Supreme Court after referring to several Judgments regarding the

settled principles of law and the powers of appellate Court in

reversing the order of acquittal, held at para 70, as follows:

"70. In the light of the above, the High Court and other appellate Courts should follow the well-settled principles crystallized by number of Judgments if it is going to overrule or otherwise disturb the trial court's acquittal:

1. The appellate court may only overrule or otherwise disturb the trial court's acquittal if it has "very substantial and compelling reasons"

for doing so.

A number of instances arise in which the appellate court would have "very substantial and compelling reasons" to discard the trial court's decision. "Very substantial and compelling reasons" exist when:

i) The trial court's conclusion with regard to the facts is palpably wrong:

(2022) 8 Supreme Court Cases 536

(2008) 10 Supreme Court Cases 450

ii) The trial court's decision was based on an erroneous view of law;

iii) The trial court's judgment is likely to result in "grave miscarriage of justice";

iv) The entire approach of the trial court in dealing with the evidence was patently illegal;

v) The trial court's judgment was manifestly unjust and unreasonable;

vi) The trial court has ignored the evidence or misread the material evidence or has ignored material documents like dying declarations/report of the ballistic Ex.Pert, etc.

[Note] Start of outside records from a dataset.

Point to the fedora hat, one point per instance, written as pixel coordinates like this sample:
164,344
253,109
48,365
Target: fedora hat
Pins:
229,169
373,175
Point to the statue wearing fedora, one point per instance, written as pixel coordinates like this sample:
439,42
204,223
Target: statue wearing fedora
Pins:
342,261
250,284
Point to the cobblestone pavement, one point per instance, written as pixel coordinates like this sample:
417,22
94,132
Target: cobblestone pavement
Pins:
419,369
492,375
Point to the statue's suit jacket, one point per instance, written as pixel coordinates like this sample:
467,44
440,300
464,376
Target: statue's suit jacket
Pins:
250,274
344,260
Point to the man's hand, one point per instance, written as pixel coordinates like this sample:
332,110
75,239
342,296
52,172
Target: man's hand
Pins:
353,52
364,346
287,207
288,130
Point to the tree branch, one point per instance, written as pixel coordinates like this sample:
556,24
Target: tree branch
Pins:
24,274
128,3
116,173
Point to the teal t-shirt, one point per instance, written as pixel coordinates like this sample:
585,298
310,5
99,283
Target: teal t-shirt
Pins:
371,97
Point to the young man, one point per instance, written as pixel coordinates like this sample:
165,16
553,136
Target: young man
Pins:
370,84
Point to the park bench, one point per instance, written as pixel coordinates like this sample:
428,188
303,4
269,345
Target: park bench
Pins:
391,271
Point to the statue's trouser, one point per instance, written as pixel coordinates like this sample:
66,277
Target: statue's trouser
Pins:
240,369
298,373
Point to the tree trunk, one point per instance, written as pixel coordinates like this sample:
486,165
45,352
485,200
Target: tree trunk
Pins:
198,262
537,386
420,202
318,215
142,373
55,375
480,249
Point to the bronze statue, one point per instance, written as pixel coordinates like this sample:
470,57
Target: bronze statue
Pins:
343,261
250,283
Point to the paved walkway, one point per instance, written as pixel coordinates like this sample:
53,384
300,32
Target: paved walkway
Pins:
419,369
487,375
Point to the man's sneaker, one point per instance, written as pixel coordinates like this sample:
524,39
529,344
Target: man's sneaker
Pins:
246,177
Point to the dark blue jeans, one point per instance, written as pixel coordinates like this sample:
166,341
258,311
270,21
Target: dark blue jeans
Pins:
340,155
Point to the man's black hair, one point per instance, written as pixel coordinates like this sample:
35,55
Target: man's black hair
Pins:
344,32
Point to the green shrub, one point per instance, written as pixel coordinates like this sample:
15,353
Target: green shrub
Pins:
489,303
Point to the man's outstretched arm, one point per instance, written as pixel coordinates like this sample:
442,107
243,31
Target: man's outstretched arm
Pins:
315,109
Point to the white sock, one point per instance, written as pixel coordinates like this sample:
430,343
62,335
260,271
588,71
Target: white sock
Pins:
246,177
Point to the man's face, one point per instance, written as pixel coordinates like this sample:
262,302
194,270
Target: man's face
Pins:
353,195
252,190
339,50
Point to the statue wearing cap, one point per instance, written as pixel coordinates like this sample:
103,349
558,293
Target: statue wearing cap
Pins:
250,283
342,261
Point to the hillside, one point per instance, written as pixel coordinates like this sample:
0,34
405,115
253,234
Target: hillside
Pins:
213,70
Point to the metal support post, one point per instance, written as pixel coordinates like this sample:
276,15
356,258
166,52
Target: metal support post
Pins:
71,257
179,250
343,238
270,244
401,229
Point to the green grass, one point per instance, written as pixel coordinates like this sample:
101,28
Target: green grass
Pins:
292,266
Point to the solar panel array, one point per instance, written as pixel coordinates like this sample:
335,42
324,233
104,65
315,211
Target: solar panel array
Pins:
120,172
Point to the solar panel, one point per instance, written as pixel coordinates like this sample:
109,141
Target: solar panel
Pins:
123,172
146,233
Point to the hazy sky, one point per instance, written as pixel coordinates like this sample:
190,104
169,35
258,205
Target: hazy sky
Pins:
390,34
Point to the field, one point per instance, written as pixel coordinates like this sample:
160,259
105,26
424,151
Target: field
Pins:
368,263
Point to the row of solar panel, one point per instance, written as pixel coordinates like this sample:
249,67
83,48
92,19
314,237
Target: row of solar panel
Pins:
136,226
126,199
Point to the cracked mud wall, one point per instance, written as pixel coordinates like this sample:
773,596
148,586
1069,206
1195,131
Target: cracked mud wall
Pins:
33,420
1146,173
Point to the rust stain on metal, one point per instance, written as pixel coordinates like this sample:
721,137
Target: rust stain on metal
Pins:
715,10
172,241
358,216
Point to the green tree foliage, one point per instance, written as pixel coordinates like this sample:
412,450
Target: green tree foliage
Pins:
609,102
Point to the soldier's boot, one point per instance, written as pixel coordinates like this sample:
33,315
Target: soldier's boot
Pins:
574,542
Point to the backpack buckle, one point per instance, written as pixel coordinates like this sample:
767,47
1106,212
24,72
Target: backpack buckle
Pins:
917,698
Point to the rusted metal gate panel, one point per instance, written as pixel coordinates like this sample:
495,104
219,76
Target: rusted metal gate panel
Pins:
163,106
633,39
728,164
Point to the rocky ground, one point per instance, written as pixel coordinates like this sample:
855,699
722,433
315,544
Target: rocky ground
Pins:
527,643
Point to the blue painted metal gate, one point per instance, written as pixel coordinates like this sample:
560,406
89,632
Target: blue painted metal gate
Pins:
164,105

vii) This list is intended to be illustrative, not exhaustive.

2. The appellate court must always give proper weight and consideration o the findings of the trial court.

3. If two reasonable views can be reached__ one that leads to acquittal, the other to conviction __the High Courts/appellate courts must rule in favour of the accused."

17. There are no compelling reasons to reverse the well reasoned

Judgment of the trial Court.

18. Accordingly, Criminal Appeal is dismissed.